Sebagai alternatif, pegawai didorong menggunakan kendaraan listrik, transportasi umum, maupun sepeda saat berangkat ke kantor.
Langkah tersebut dilakukan untuk meningkatkan efisiensi penggunaan bahan bakar minyak (BBM), mengurangi polusi udara, serta membangun budaya hidup sehat di lingkungan pemerintahan.
Tak hanya membatasi kendaraan dinas, Pemkab Barru juga menetapkan Program Bike to Work bagi ASN setiap hari Rabu.
Program tersebut mulai diterapkan secara bertahap dan berkelanjutan sejak 29 April 2024.
ASN yang memiliki jarak tempat tinggal maksimal tiga kilometer dari kantor diwajibkan mengikuti program BtW menggunakan sepeda menuju tempat kerja.
Sementara pegawai yang tinggal lebih dari tiga kilometer tidak diwajibkan, namun tetap dianjurkan ikut berpartisipasi secara parsial maupun melalui kegiatan bersepeda di lingkungan kantor.
Meski demikian, terdapat sejumlah pengecualian dalam pelaksanaan program tersebut.
Pegawai dengan kondisi kesehatan tertentu, ASN yang sedang hamil, pegawai yang menjalankan tugas lapangan mendesak, hingga kondisi cuaca ekstrem tidak diwajibkan mengikuti program BtW.
Dalam pelaksanaannya, pegawai yang mengikuti program wajib melakukan presensi sesuai ketentuan yang berlaku.
ASN juga diminta melampirkan dokumentasi pendukung berupa foto atau validasi di titik parkir sepeda.
Pengawasan pelaksanaan program dilakukan langsung oleh atasan di masing-masing unit kerja melalui verifikasi laporan dan pengecekan berkala.
Kepala Bidang Humas dan IKP Dinas Kominfo-SP Kabupaten Barru, Zulfachmy, membenarkan kebijakan tersebut.
“Betul.
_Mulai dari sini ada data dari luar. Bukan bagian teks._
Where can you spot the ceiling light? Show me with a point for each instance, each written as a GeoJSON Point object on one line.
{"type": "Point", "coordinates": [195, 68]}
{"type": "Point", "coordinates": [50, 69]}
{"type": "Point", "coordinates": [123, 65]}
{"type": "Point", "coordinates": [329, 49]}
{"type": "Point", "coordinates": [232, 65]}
Sesuai hasil keputusan dan kesepakatan rapat, dalam rangka menindaklanjuti instruksi pemerintah pusat, Pemda mengambil kebijakan untuk menerapkan sesuai yang tertuang dalam surat edaran,” kata Zulfachmy kepada wartawan.
Ia mengatakan kebijakan tersebut diambil sebagai langkah nyata pemerintah daerah dalam mendukung efisiensi anggaran sekaligus membangun budaya kerja yang sehat dan ramah lingkungan.
Sementara pegawai yang tidak mengikuti program tanpa alasan yang sah akan mendapatkan pembinaan dari atasan langsung.
Ketidakikutsertaan dalam program tersebut juga dapat menjadi bahan pertimbangan dalam penilaian disiplin maupun kinerja ASN.
Untuk mendukung program itu, seluruh perangkat daerah diminta menyediakan tempat parkir sepeda yang aman dan nyaman.
Pemkab Barru berharap kebijakan tersebut mampu menciptakan budaya kerja ASN yang lebih sehat, hemat energi, serta mendukung pengurangan polusi di lingkungan pemerintahan.